Du machst es angenehm anspruchsvoll! Und kleidest darüber hinaus das nackte Philosophieren in eine Zukunftsvision, die – wie ich finde – in sich stimmig sowie nachvollziehbar ist.

Sprache und Bewusstsein sind die Grundelemente, auf die du baust. Inwiefern sie sich einander bedingen, die Grundfrage. Beklemmend, dass Sprache Bewusstsein fördert (was ja eigentlich schon unheimlich ist), um es wiederum in Frage zu stellen. Vielleicht keine neuen Überlegungen (was du ja weißt;)), aber ich fand sie sehr ansprechend verpackt.

Verschieb’ den Text nach Seltsam oder Philosophisches (wie schon vorgeschlagen) und dann ist dir meine Empfehlung sicher. (Ich will mir hier keine Feinde machen!:D)

Gruß
Kasimir

PS: Den Titel würde ich aus interpretatorischen aber auch technischen Gründen so lassen.

 

Dass es so weit kommen muss, dass ich hier ausgerechnet von einem Altphilologen Komplimente kriege. Wo Latein doch mein absolutes Hassfach war. ;)

Ernsthaft: Freut mich, dass es doch auch Leser gibt, die Gefallen an dem Text finden. Ich halte ihn ja nicht für einen grossen literarischen Wurf, aber solchen Widerstand habe ich dann doch nicht erwartet.

simon

 

Dass es so weit kommen muss, dass ich hier ausgerechnet von einem Altphilologen Komplimente kriege. Wo Latein doch mein absolutes Hassfach war.;)

Gern geschehen! Von Latein war - zum Glück für uns beide :D- nicht die Rede.
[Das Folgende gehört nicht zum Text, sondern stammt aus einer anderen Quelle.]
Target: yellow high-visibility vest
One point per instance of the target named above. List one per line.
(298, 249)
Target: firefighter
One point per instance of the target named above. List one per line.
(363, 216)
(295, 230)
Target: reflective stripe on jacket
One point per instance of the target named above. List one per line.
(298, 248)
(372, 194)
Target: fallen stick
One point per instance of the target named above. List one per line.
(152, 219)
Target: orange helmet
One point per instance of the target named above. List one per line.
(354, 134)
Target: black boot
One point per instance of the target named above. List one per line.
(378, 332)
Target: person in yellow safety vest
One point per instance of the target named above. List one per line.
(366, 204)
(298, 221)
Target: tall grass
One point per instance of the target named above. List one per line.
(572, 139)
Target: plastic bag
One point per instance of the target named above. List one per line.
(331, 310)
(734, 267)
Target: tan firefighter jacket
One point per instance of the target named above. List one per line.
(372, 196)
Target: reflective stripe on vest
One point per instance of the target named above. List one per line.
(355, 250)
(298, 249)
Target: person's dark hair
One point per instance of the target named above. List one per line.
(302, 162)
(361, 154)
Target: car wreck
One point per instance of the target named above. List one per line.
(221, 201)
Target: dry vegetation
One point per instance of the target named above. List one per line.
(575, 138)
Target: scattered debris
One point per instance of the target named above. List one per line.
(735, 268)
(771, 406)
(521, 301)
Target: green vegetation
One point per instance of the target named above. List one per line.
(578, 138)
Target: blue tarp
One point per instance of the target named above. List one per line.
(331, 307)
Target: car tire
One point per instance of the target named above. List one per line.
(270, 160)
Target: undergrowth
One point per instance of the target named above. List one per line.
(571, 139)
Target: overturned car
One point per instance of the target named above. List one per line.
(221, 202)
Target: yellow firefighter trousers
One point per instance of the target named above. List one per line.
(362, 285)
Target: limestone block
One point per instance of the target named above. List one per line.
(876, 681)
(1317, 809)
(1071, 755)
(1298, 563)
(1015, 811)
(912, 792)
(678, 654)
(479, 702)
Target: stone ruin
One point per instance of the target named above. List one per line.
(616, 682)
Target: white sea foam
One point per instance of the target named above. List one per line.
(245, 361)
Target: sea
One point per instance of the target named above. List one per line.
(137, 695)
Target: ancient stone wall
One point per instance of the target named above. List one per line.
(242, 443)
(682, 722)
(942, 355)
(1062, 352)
Jetzt verfasse ich noch mein Empfehlungsschreiben und wünsche dir noch viele Leser hier und überall!

Gruß
Kasimir

 

Doch was soll ich erzählen, wo ich nicht einmal weiss, ob ich tatsächlich lebe? In einer Zeit, wo uns die Zeit selbst abhanden gekommen ist. Wo wir nicht mehr wissen, ob das Gestern wirklich vergangen ist, wo Leben nicht mehr das Gegenteil von Tod ist, wo einer, der nicht lebt, noch lange nicht tot sein muss. Wo Erleben keine Angelegenheit des Einzelnen mehr ist. Wo das Blei in meiner Hand, das sich so fremdartig anfühlt und das ich mit linkischen, ungeübten Bewegungen übers Blatt führe, auch ein Trugbild sein könnte, die Kleider, die auch auf meiner Haut spüre, vielleicht nur der Einfall eines anderen.
Ein Sprachforscher, der "wo" als Frage nach der Zeit verwendet?
Da wird was Uraltes in schwurbeliger Sprache neu aufgewärmt
Das wäre ja grundsätzlich konsequent, wenn die Sprache mittlerweile so tot ist wie weiland Latein. Aber zu schwurbeliger Sprache gehört eben gerade wegen fehlender Praxis Lehrbuchgrammatik.